Reflection on my childhood often helps me understand how creativity has ebbed and flowed in my life. It helps me understand how I am wired and what influences my thinking, positively or negatively.

There are many reasons for not creating or believing in my work and most have their roots in some event or something that was said to me. The way I was socialised. I’m not blaming anyone, it’s just how it works – how we are shaped. For example, I have no childhood friends because we moved a lot. On the plus side, I am good at meeting new people. I was told writing and music were only good for hobbies. Real work was about maths and science. I worked in dreary jobs and kept creativity to the weekends. The plus side is I am able to work in left or right brain. Like a ‘lefty’ forced to write right handed. I can do both. There was a significant event in my life which has helped me to remember how it feels to be eight, nearly nine.

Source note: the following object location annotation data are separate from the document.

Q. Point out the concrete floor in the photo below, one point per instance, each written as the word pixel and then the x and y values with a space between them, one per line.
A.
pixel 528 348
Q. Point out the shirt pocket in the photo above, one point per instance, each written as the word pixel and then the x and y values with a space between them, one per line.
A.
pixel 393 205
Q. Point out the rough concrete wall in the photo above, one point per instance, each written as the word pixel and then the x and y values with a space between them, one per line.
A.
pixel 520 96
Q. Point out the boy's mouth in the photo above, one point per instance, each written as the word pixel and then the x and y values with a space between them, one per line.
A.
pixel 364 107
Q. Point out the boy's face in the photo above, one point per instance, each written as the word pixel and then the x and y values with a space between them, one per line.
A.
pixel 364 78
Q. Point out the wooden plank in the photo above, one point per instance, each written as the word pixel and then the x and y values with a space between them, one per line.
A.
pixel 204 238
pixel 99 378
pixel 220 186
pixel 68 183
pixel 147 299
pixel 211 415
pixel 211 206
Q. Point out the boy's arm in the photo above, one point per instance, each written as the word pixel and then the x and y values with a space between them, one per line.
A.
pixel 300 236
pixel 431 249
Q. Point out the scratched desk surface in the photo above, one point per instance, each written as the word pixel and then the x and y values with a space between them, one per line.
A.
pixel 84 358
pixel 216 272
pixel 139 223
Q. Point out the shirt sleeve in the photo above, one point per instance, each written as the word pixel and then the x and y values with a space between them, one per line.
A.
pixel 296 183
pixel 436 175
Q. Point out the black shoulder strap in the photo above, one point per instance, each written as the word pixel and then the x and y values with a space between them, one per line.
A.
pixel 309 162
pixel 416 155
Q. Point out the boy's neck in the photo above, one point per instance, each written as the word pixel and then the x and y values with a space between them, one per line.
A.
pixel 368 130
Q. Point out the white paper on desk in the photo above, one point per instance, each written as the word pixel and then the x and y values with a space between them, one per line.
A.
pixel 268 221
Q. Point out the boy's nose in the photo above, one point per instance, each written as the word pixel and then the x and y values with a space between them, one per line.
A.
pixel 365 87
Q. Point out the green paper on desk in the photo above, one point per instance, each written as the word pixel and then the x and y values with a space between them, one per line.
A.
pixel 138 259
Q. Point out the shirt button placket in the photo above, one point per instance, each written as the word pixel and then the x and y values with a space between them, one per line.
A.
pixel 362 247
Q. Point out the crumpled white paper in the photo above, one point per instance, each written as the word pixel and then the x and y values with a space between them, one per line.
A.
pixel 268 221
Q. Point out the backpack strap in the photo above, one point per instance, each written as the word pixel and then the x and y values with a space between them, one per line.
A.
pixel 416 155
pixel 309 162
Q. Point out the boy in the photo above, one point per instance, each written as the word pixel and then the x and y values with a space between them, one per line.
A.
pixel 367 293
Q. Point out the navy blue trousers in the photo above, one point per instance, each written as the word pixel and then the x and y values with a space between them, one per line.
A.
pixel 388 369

2023 will be the Diamond Anniversary of my family moving to Australia. I’ve been reminiscing about that trip and the little girl who didn’t want to go.

November 22, 1963, we set sail for Australia. My father was invited to Monash University, to work in the Chemistry department. The newspapers ran articles on him saying ‘Rocket Fuel Scientist comes to Australia.’ I remember mum and dad breaking the news to us.

‘How would you like to live in Australia? You’ll be able to ride your own horse to school! Did you know there are koalas hanging off lamp posts and kangaroos hopping down the street?’

The thought of having my own horse was exciting. The thought of leaving family and friends was unbearable.

‘By the way you’ll be having a new baby brother or sister.’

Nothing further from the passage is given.